SIX
It’s been six months—six fucking perfect months with Paige. I love her more every day. The guys on my football team tease me all the time for being pussy whipped, but I don’t even try to deny it. Hell yes, I’m pussy whipped by Paige. The guys don’t get it because they don’t love their girls like I love mine. I can see my whole future with Paige, now more than ever. 
We still haven’t had sex yet. Since that first night four months ago, we’ve done everything except for sex. Paige has been saying she’s ready—for sure ready—but I didn’t want to push her. I know it’s a big deal for girls. It’s a big deal for me, too, but I care a lot less about the specifics of how it happens. But I know Paige always imagined something special and romantic. I’ve been trying to plan it out. I was thinking about waiting until prom, but that’s still two months away, and it seems a little cliché. I’ll figure it out. I’ve got plenty of time. 
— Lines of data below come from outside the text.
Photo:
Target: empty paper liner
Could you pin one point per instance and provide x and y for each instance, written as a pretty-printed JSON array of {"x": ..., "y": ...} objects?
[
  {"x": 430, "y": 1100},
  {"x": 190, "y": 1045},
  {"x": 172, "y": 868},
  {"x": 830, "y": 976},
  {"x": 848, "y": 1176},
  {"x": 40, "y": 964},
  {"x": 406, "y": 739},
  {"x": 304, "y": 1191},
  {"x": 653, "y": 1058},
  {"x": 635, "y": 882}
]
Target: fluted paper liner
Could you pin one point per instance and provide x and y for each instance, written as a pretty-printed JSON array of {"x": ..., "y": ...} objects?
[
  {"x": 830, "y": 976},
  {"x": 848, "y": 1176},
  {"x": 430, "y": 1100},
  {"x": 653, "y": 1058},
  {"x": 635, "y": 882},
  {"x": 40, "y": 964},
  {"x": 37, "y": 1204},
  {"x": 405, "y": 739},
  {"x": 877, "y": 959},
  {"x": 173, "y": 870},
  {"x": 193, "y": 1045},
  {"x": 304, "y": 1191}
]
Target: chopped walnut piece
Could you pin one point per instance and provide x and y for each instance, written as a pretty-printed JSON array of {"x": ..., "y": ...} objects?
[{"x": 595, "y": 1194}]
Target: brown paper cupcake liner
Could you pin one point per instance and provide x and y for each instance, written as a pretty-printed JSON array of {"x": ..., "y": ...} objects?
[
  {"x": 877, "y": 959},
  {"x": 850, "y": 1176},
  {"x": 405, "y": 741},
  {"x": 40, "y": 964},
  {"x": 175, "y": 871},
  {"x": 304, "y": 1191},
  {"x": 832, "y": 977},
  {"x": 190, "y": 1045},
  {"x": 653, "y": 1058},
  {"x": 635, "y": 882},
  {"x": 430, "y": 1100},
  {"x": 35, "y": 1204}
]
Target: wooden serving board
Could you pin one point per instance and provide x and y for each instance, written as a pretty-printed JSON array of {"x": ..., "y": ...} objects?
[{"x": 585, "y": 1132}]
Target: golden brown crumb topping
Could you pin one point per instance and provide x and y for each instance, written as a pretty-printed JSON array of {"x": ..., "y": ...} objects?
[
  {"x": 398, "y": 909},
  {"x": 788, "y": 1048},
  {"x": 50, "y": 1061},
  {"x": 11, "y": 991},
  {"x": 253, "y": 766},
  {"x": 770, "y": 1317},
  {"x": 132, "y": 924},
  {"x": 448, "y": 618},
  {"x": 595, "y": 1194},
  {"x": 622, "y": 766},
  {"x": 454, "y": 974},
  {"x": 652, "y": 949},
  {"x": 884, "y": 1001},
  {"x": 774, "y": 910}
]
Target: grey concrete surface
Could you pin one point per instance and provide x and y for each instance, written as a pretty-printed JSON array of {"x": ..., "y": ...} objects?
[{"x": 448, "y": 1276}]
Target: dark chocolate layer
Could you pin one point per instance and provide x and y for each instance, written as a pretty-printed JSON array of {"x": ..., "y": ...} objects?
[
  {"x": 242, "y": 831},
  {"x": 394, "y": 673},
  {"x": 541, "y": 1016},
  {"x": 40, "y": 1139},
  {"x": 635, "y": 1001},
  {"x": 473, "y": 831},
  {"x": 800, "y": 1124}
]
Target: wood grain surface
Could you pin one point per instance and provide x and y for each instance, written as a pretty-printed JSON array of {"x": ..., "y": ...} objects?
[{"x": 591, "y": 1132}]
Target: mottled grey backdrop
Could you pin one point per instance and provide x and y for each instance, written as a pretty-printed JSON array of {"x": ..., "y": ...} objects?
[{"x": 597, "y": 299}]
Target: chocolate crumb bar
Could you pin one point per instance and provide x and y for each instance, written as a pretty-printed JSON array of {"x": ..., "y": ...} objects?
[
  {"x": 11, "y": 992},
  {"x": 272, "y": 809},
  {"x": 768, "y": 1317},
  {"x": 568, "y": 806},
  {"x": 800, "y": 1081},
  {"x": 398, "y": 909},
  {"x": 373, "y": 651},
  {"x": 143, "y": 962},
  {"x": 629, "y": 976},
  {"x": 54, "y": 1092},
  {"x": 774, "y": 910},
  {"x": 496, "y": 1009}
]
I pull up to Paige’s house and see her already sitting on the porch steps. I get out of the car and head over to her. It’s not until I get closer that I notice tears are sliding down her face, and her eyes are blotchy and puffy like she’s been crying for a while. I run the rest of the distance to her and sit down, wrapping her in my arms.
“Paige? What’s wrong?”
She hiccups and bursts into more tears, burying her face in my chest as her body heaves from her sobs. I have no idea how to handle this. I’ve seen Paige cry before, but never like this.
“Paige. I need you to talk to me, baby. What happened?”
She lifts her head, and a look of anguish crosses her face. “We’re moving to Chicago.”
I feel like I’ve just been tackled on the field, hard. I can’t breathe, and my heart feels like someone is squeezing it while simultaneously trying to rip it from my chest. I can barely manage the words, “What? When?”
She sniffles, and tears continue to pour down her face. “Next month. My dad’s company is transferring him. It’s a promotion apparently.” Her voice drops as tears continue to stream from her eyes, the anguish on her face telling me this doesn’t feel like a promotion, but a death sentence.  
This can’t be happening. She can’t leave. Not now, not when we’re so perfect together. My brain is struggling to process this information. Apart from last summer, when I was away at football camp, Paige and I have never really been separated. I can’t imagine her not being at school or coming to my games or just being around. My whole life seems so profoundly entwined with hers.
She starts sobbing again, and I hold her close to me. I don’t know how to fix this. I don’t know how to take away her pain when I’m struggling with my own. I thought Paige and I had forever.
We’re only sixteen. Can we really make a long-distance relationship work? 
She hugs me tightly and whispers, “I don’t want to leave you, Jack. I love you so much. I don’t want to go.”
I kiss her hair and hold her tighter against me. “I know, baby. I don’t want you to go either.”
I’m struggling to keep my own emotions in check right now, but I need to stay strong for Paige. We have to make this work. I can’t live without her.